Case in point: The data center sector’s market cap leapt from $36B across six firms in 2015 to $127B by 2026, fueled in part by a major IPO and a REIT shifting focus to digital infrastructure. Health care’s dramatic ascent leans heavily on demographic tailwinds, with demand for senior housing and medical facilities driving new capital. Meanwhile, the telecom sector’s brief spell as the index’s largest property type underscores how rapidly new asset classes can emerge and, if market conditions shift, consolidate. This contrasts with sectors like retail and residential, where absolute growth is strong but dwarfed by exponential expansion elsewhere.
Why It Matters
The evolution of the FTSE Nareit All Equity REITs Index marks more than just a rise in numbers. According to FTSE Nareit, the US listed REIT sector’s 25-fold increase in market cap since 1995 speaks to significant capital inflows and a broadening investor base. The ascendancy of specialized property types reveals a market that has successfully adapted to technological, demographic, and social change—particularly in sectors like data centers, which captured 9% of the index less than 15 years after their introduction.

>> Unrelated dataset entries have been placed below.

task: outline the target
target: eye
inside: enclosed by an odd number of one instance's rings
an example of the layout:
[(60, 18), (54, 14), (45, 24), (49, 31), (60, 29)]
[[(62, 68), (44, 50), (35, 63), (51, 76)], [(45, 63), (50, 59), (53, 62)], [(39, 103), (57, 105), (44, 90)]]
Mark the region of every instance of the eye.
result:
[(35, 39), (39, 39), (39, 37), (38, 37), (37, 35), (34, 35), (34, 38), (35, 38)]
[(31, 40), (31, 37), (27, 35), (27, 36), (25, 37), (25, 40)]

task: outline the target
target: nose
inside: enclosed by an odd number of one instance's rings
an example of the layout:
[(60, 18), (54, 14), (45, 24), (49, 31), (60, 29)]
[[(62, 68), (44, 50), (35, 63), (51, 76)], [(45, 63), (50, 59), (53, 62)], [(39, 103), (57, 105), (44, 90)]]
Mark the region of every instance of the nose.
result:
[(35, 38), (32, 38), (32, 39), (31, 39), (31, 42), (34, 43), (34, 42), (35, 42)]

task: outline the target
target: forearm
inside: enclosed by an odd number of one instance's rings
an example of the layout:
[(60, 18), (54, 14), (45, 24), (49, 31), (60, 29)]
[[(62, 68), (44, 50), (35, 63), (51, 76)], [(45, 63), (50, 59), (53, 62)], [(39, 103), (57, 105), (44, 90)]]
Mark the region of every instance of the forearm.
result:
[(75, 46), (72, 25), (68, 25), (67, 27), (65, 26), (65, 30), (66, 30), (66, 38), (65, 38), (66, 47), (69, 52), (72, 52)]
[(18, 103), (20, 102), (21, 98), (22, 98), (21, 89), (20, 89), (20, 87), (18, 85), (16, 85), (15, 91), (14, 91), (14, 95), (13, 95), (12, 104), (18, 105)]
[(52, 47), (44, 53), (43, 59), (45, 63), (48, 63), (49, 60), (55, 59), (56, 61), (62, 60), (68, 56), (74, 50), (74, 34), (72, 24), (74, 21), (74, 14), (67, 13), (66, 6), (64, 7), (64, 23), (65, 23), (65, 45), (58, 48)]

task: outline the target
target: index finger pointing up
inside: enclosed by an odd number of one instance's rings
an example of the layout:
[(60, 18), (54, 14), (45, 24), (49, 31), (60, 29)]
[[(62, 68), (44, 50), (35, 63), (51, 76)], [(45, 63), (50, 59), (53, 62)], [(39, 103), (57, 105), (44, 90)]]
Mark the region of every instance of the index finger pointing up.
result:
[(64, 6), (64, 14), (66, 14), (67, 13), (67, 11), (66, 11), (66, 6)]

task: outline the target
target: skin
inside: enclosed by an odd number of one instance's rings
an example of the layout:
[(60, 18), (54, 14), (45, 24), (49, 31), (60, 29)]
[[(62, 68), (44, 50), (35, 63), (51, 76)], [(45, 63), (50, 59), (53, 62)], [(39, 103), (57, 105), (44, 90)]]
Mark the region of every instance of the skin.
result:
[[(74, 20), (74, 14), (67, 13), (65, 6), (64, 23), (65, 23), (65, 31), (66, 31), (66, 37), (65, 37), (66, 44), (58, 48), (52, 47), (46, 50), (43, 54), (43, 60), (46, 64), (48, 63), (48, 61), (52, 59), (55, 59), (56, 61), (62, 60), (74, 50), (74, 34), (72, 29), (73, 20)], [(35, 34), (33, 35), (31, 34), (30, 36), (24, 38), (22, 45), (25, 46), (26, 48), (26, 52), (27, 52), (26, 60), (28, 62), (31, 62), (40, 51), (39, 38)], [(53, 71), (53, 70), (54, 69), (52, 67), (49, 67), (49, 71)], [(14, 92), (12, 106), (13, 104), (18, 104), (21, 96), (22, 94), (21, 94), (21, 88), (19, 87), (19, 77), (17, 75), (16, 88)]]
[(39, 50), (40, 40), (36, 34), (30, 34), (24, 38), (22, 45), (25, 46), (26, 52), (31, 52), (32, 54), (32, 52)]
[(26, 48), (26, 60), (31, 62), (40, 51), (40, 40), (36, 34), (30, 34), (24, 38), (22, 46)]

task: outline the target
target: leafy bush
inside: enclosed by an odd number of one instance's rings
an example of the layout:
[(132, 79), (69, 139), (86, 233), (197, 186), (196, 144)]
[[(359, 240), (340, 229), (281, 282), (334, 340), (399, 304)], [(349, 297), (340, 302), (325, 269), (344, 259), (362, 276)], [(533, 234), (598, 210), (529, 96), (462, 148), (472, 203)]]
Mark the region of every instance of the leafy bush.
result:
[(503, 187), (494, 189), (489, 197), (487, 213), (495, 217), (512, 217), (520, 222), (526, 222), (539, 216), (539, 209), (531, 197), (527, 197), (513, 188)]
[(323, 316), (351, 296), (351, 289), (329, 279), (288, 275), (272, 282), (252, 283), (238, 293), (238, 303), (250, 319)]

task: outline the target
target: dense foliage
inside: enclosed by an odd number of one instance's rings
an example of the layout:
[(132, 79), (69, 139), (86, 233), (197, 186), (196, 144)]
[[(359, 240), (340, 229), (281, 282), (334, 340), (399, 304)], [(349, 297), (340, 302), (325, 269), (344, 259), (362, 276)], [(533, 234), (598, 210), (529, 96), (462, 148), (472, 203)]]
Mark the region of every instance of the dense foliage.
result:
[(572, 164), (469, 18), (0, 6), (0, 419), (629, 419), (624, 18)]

Health care’s rise to a 17% market share reflects a strategic reallocation of capital as America’s population ages. Investor interest in defensive, needs-based assets has helped insulate the REIT sector from broader market swings, a trend likely to persist as demand for medical space, senior living, and digital infrastructure intensifies. That resilience has also supported expectations for a stronger performance backdrop as valuation discounts continue to narrow. The fact that market cap growth far outpaces the number of active REITs demonstrates scale, consolidation, and higher asset concentration, which can benefit liquidity and index visibility but may compress differentiation.
What’s Next
All signals point to continued diversification and growth. Per FTSE Nareit, emerging property types—especially those focused on data, health, and infrastructure—are positioned for further market share gains in the coming years, driven by secular demand for AI, cloud services, aging populations, and digital connectivity. Meanwhile, retail, industrial, and residential REITs are expected to remain significant, even as their proportional weight softens. With the number of REIT listings stable but industry market cap climbing, investors should anticipate an increasingly specialized—and competitive—landscape as the sector adapts to economic, demographic, and technological shifts.